The Chinese government operated English news site, Global Times, tweeted recently that the government had restricted 2.56 million people from purchasing plane tickets, and 90,000 people from buying high-speed rail tickets during the month of July, due to too low of a social credit score.
China’s new social credit system will be fully operational by 2020, but it is apparently already in place across China.
Like a person’s financial credit score, a social credit score can move up or down based on your social behavior. In recent years, China has increasingly monitored its citizens activities through social media, and extensive facial recognition software.
“Bad behavior” can lower an individual’s social credit score, and “good behavior” can increase it.
Reported examples of “bad behavior” include: playing too many video games, spreading “fake news,” drinking too much, walking your dog without a leash, smoking where you are not supposed to, or simply being too noisy on a train or bus.

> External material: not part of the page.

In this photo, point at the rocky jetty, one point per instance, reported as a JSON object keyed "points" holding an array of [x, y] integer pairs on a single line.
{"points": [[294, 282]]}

Besides banning you from riding an airplane or train, other ways China can restrict its citizens for having too low of a social credit score include: throttling your internet speeds, banning you — or your kids — from the best schools, stopping you getting the best jobs, keeping you out of the best hotels, getting your dog taken away, or being publicly named as a bad citizen.
Could something like this be implemented in the United States? Most of the major corporate-media outlets in the U.S. have reported about China’s new social credit system as something negative, but I did find one exception. The Washington Post published an article last year titled: “The West may be wrong about China’s social credit system.”
The Washington Post is now owned by Jeff Bezos, founder and owner of Amazon.com.
Amazon.com is also selling facial recognition software in the U.S. to law enforcement and governments.